U.S. home sales saw a modest but notable rebound in October, climbing to their fastest pace since February as easing mortgage rates helped bring more buyers off the sidelines.
According to The Associated Press, the National Association of Realtors (NAR) reported Thursday that existing home sales rose 1.2% from the previous month, reaching a seasonally adjusted annual rate of 4.10 million.
That figure slightly beat economists’ expectations and marked a 1.7% increase compared with October last year.
Some sales that would typically have closed earlier may have been delayed by the recent federal government shutdown, potentially affecting October’s totals.
Even with the uptick, home prices continued their relentless climb. The national median sales price hit $415,200 — a 2.1% jump from a year earlier and the highest October price on record going back to 1999. Prices have now risen annually for 28 consecutive months.
The broader housing market, however, remains weighed down by the fallout from rising interest rates that began in 2022. Last year’s sales sank to their lowest level in nearly three decades, and the market has struggled to regain momentum.
This fall brought some relief as the average rate on a 30-year mortgage dipped to its lowest level in more than a year. Still, affordability remains a steep hurdle for many would-be buyers grappling with years of soaring prices and economic uncertainty.
As a result, existing home sales have hovered around a 4-million annual pace since 2023 — far below the historical norm of about 5.2 million.
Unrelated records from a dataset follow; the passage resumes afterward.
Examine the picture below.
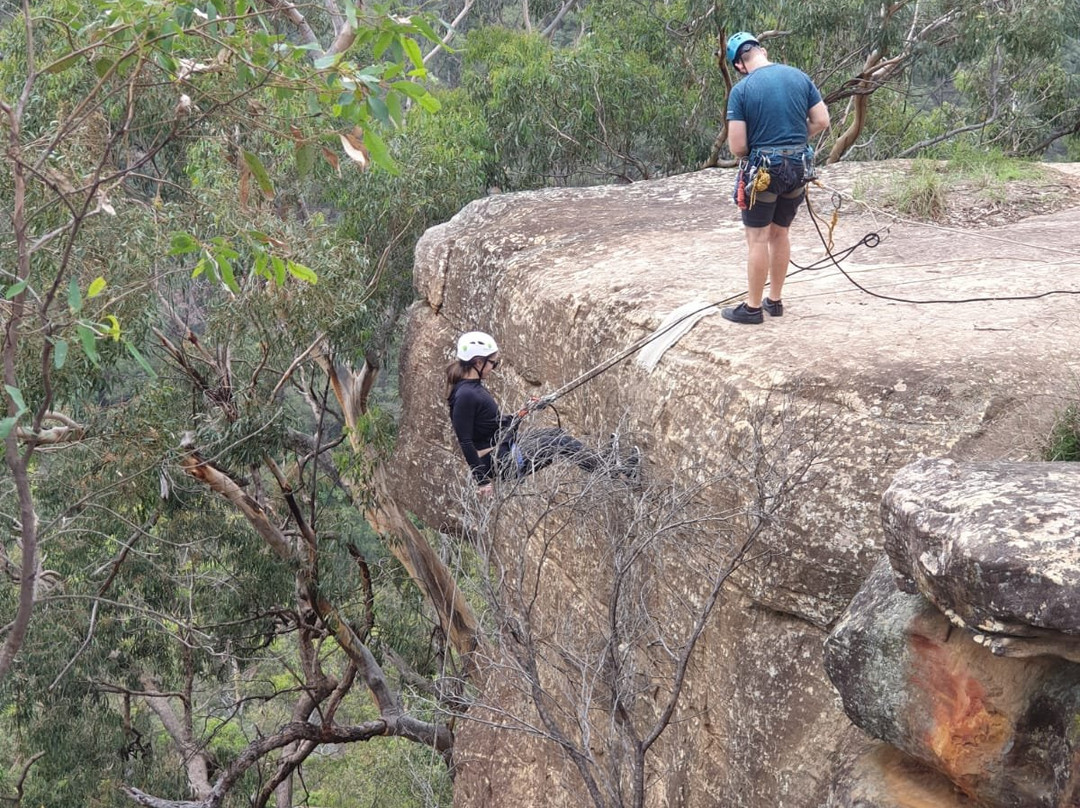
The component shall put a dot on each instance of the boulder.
(1002, 730)
(874, 775)
(995, 546)
(568, 278)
NAR chief economist Lawrence Yun said reversing that trend will require a major increase in available homes and further easing in mortgage rates.
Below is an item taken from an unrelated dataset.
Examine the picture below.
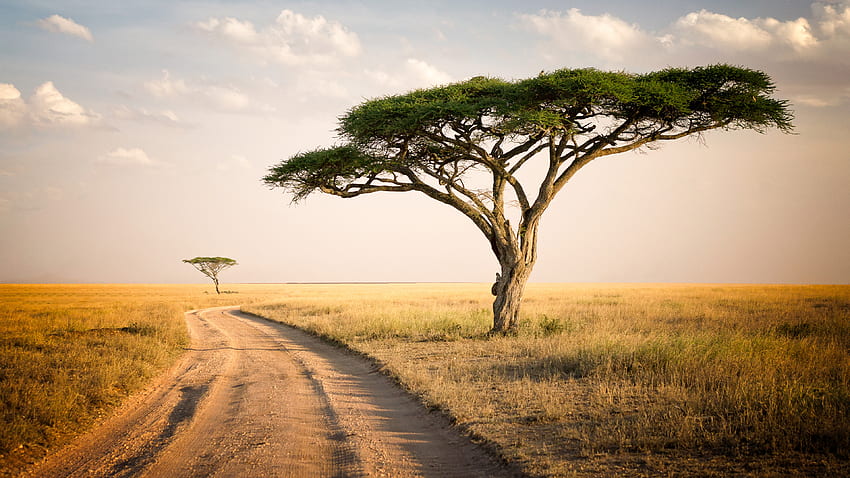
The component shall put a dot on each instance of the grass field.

“I don’t think we will get there next year,” Yun said. “We need 1 million more home sales to get us back to normal. I’m only looking at an additional half-million home sales next year.”
The tight supply of affordable homes continues to hit first-time buyers hardest. They made up 34% of October’s sales, below the historical average of 40%. An annual NAR survey found they represented an all-time low of 21% of purchases between July 2024 and June 2025, with their average age climbing to a record-high of 40.
The Trump administration recently announced it is considering backing a 50-year mortgage to help address affordability concerns, though economists and policymakers quickly voiced skepticism about the proposal.
Homes sold in October were largely contracted in August and September, when mortgage rates ranged from 6.63% to 6.26%, according to Freddie Mac. Rates declined further in October to 6.17%, the lowest since early October 2024, before edging up again in recent weeks.
Buyers in the market today have more options than they did a year ago. Inventory at the end of October stood at 1.52 million homes, up nearly 11% from a year earlier but still far below the roughly 2 million typical before the pandemic. That supply translates to 4.4 months of inventory — short of the 5 to 6 months considered a balanced market.
Homes are also staying on the market longer. Properties averaged 34 days before selling last month, giving buyers slightly more breathing room and pressuring sellers eager to close to sweeten their deals.
For now, the market remains caught between improving mortgage rates and stubborn affordability challenges — a tension that continues to define the post-pandemic housing landscape.